I'm creating a Tetris clone right now. I've got the tiles of tetromino
stored as an std::array<tile, 4>
. Each tile
holds its (x,y) coordinates relative to the piece. For example, the t-block
is:
(-1, 0)
( 0, 0)
( 1, 0)
( 0,-1)
I want to create a function: rotate(const bool clockwise)
that applies a 2D rotation matrix to the tiles to rotate the block either 90 degrees clockwise, or 90 degrees counter-clockwise.

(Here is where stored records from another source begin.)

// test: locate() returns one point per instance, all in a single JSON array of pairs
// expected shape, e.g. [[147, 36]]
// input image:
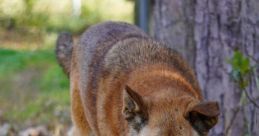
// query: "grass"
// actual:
[[34, 89]]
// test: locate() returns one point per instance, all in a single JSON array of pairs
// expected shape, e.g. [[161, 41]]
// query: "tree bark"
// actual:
[[206, 32]]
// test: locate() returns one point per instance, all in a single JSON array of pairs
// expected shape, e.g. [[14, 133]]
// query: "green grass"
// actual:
[[34, 88]]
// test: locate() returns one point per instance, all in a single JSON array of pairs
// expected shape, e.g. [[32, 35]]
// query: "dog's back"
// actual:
[[110, 56]]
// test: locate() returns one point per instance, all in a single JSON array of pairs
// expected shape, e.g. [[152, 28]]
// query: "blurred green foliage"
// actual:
[[240, 69], [48, 15], [36, 83]]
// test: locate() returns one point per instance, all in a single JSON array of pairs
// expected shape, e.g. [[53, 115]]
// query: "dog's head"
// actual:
[[166, 117]]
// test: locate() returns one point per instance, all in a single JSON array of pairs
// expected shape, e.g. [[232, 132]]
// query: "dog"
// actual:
[[124, 83]]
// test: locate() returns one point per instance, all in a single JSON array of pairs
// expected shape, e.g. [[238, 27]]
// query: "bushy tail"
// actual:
[[64, 48]]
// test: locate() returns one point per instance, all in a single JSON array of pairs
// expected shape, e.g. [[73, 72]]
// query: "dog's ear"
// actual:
[[134, 108], [204, 116]]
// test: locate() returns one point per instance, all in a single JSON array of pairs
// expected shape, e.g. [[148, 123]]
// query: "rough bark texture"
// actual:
[[206, 33]]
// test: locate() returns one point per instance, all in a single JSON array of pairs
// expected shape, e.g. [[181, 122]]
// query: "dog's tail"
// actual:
[[64, 47]]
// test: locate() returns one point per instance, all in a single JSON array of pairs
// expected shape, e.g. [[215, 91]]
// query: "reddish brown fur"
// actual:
[[112, 55]]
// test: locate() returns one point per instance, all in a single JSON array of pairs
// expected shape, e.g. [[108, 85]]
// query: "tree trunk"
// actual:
[[206, 32]]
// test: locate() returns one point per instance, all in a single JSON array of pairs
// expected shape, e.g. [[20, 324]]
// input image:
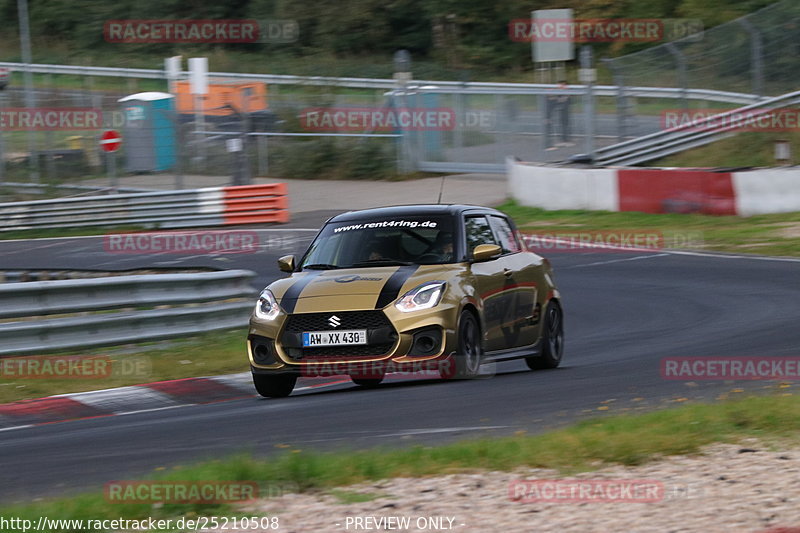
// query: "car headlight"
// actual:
[[267, 306], [425, 296]]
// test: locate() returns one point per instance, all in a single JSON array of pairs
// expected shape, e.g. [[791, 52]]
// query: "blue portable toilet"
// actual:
[[149, 131]]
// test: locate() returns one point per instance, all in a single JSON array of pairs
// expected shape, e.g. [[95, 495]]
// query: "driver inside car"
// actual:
[[443, 247]]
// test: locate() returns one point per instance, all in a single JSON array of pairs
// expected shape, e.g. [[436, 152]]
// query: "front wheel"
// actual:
[[552, 340], [467, 360], [274, 385], [367, 383]]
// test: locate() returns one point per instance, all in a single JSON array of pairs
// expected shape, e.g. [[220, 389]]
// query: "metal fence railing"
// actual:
[[494, 120], [689, 135], [211, 206], [119, 310]]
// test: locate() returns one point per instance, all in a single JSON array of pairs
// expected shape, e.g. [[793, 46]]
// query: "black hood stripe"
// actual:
[[292, 294], [391, 289]]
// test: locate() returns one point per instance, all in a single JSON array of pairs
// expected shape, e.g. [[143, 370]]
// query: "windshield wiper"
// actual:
[[381, 262], [320, 266]]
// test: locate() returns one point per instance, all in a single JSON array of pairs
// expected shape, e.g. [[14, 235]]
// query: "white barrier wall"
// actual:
[[767, 191], [563, 188], [754, 192]]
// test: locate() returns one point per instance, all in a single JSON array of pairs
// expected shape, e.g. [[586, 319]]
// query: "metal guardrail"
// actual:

After doing some reading on rotation matrixes, I've found that a 2D rotation matrix looks like this:
cos(angle), sin(angle)
-sin(angle), cos(angle)
Since I'm doing 90 degrees only, I figure it should look like this:
//clockwise
0, 1
-1, 0
//counter-clockwise
0,-1
1, 0
After doing some more reading on how to multiply matrixes, multiplying the tile position by the matrix gives me this:
//(-1, 0) should end up as (0, 1) if rotated clockwise
-1 0, 1 1,-1
0 /*multiplied by*/ -1, 0 /*gives me*/ 0, 0
My question is how do I get an (x,y) position out of that result? Am I missunderstanding how matrixes work? Is there a more trivial way to rotate coordinates around the axis by 90 degrees?